The wind projects are a critical part of Democratic Gov. Phil Murphy’s energy plan, which calls for the Garden State to get 50% of its power from renewables by 2035 and 100% by 2050. He pledged to bring 7,500 offshore wind megawatts online by 2035.

Former state Senate President Steve Sweeney, also a Democrat, helped launch the offshore wind initiative more than a decade ago in a bill-signing with former Gov. Chris Christie, a Republican – in Paulsboro. He said he thinks the port is still on track for up to 600 jobs from around 100 now, and a manufacturing facility in Lower Alloways Creek in Salem County will build and ship 500-foot high generators to mount on top of the monopiles.

“What’s going now is not just here, it’s going on up and down the coast right now,” Sweeney told NJ Advance Media last week. “It’s not just a New Jersey issue. The whole industry has been affected by this supply chain issue.”

Paulsboro comeback

Wednesday, September 22, 2021 – Gary Stevenson stands at the entrance to the Paulsboro High field where he played football in his high school years. He later worked in the refineries, visible in background, and currently serves as the mayor of his hometown. Michael Mancuso | NJ Advance Media for NJ.com

Sweeney said the rise in interest rates has changed the economics of the projects, but he is still bullish.

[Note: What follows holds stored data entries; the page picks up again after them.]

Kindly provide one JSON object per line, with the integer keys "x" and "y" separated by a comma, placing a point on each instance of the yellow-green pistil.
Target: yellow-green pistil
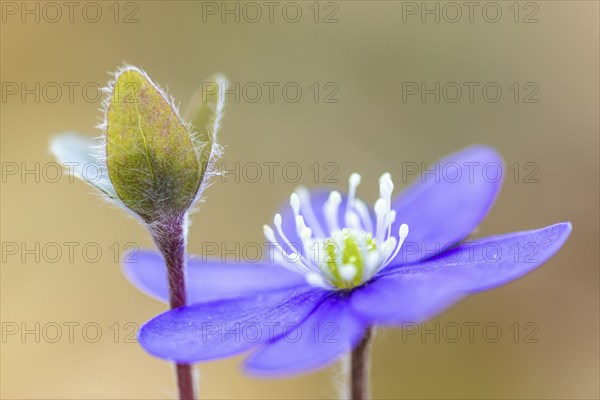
{"x": 347, "y": 254}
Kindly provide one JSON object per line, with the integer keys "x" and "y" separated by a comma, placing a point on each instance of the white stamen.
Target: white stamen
{"x": 380, "y": 212}
{"x": 269, "y": 233}
{"x": 363, "y": 210}
{"x": 353, "y": 221}
{"x": 402, "y": 234}
{"x": 348, "y": 272}
{"x": 295, "y": 203}
{"x": 331, "y": 209}
{"x": 353, "y": 183}
{"x": 307, "y": 210}
{"x": 317, "y": 280}
{"x": 277, "y": 221}
{"x": 367, "y": 231}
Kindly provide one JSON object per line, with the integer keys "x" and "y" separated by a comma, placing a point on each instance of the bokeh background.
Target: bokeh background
{"x": 367, "y": 54}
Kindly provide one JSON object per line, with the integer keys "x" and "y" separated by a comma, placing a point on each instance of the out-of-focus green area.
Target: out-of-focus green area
{"x": 355, "y": 113}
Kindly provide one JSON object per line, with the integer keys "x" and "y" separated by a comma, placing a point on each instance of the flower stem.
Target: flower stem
{"x": 170, "y": 238}
{"x": 360, "y": 368}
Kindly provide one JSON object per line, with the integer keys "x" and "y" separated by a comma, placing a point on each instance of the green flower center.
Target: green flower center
{"x": 349, "y": 257}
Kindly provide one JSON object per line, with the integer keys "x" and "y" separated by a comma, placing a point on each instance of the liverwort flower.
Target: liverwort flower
{"x": 155, "y": 164}
{"x": 339, "y": 267}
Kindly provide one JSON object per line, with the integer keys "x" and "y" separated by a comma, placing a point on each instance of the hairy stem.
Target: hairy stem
{"x": 360, "y": 368}
{"x": 170, "y": 238}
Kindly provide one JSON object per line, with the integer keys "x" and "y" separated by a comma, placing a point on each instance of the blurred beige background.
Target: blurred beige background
{"x": 367, "y": 54}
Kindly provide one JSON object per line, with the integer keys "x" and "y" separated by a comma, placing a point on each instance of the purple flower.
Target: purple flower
{"x": 339, "y": 267}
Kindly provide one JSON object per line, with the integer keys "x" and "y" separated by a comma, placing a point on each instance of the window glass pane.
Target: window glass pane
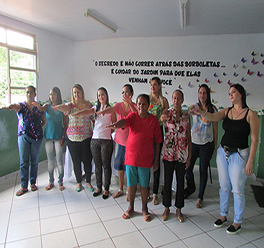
{"x": 22, "y": 78}
{"x": 18, "y": 96}
{"x": 2, "y": 35}
{"x": 20, "y": 40}
{"x": 22, "y": 60}
{"x": 3, "y": 76}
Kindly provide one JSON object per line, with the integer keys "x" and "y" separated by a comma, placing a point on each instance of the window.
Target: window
{"x": 18, "y": 64}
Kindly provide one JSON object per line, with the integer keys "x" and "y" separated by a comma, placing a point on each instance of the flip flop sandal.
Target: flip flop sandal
{"x": 118, "y": 193}
{"x": 147, "y": 218}
{"x": 50, "y": 186}
{"x": 126, "y": 216}
{"x": 33, "y": 187}
{"x": 22, "y": 191}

“I’m betting on it,” he said. “I think the jobs are going to happen. If not Ørsted, it’s going to be someone else. It’s a marathon, not a 100-yard dash.”

Sweeney, who represented parts of Gloucester and Salem counties where the wind ports are located, was defeated in a re-election bid in 2021 after more than 20 years in the Legislature. He now leads a public policy center at Rowan University.

But while Sweeney has confidence, Stevenson is not so sure.

“They are running out of money to do this, that’s what I heard,” said Stevenson, who is also a Democrat. “There’s no lifeline for us. It’s like the ship is sinking and there’s no life boats.”

Stevenson said he and Sweeney have had their issues over the years but conceded when he was leading offshore wind development as the president of the Senate, things were getting done.

Now Stevenson also wants a seat at the table.

“Sometimes you gotta just grab people by the throats and drag them in,” he said. “I don’t believe in the whole political correctness thing. You got to treat big businessmen like they need to be treated. There’s times you gotta kick ass and times you gotta kiss ass.”

Ocean Wind 1 is the first of three wind farms approved by the state. The company won approval, in part, by promising to also manufacture some or all of the component parts in Paulsboro and Lower Alloways Creek.